Victorians found this letter so shocking that some “simply refused to believe that Jane wrote this. How could this model of young womanhood have so abused an older man and a cleric?” Ives asks, conveying their perplexities.
In reality, Jane’s words were neither exceptional nor mean. Her contemporaries freely used similar expressions, and her letter concludes with a warm appeal to return to Christ, “who even now stretcheth out his arms to receive you, ready to fall upon your neck, and kiss you.” The body of her writing is packed with Scriptures, expressed in actual quotations or blended into the text, as she aptly responds to Harding’s objections (either foreseen or expressed in a previous letter to her).

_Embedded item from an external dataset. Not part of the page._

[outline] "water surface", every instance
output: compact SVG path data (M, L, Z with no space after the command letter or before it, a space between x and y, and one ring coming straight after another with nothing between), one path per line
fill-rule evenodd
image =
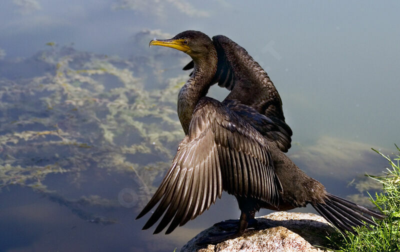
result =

The image we get is that of a theologically savvy young woman who has an impressive knowledge and understanding of Scriptures, impeccable rhetorical and logical skills, and a deep concern for a man she perceived to be in mortal danger. Her depth and thoroughness in dealing with matters of apostasy, idolatry, the eucharist, and unity of the church also suggest she had been carefully considered these issues in those last days of her life and had come to an informed and firm conclusion.
Thankfully, few people use expressions like “deformed imp of the devil” in a letter today (social media is a different story). Jane’s rebuke of an older man, however, may still be considered questionable in some circles. Are women allowed to instruct men, especially in such bold tones? In this case, Jane thought she absolutely had to. “I cannot but speak to thee, yea, rather cry out.”

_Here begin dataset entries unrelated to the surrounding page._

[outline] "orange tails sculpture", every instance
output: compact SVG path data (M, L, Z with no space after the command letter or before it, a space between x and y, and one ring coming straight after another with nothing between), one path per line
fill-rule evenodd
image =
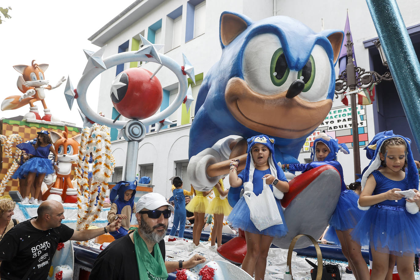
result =
M42 199L54 199L66 203L76 203L77 201L77 189L73 188L70 174L73 162L77 162L80 146L81 134L68 138L68 131L64 126L64 137L54 131L51 131L51 140L54 149L58 155L58 169L55 172L57 179L53 186L49 188L42 195Z
M32 61L32 65L15 65L13 66L16 71L22 75L18 78L17 86L19 90L23 93L22 96L12 95L7 97L1 103L1 110L13 110L29 104L29 112L25 115L25 119L36 119L48 121L60 121L60 120L52 116L50 109L44 99L45 94L44 89L51 90L59 86L66 81L62 77L55 86L51 86L49 82L45 79L44 72L48 67L48 64L38 65ZM43 87L43 86L47 86ZM44 106L44 116L42 119L38 112L38 107L34 105L34 102L40 101Z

Other women of her time did the same. Olympia Morata, Protestant humanist and poet, wrote a forceful letter of rebuke to “a certain German preacher” who had given in to alcoholism and immorality. And Elizabeth Bucer was apparently ready to correct her husband Martin when needed, a quality he greatly appreciated. “[Wibrandis] is not as free in criticism as was my first wife [Elizabeth],” he wrote, “and now I realize that such liberty is not only wholesome but necessary.”
“Faithful are the wounds of a friend,” male or female, when inflicted in love and out of sincere concern. Even if Harding stayed Roman Catholic until his death, Jane unburdened her soul and probably strengthened her own convictions.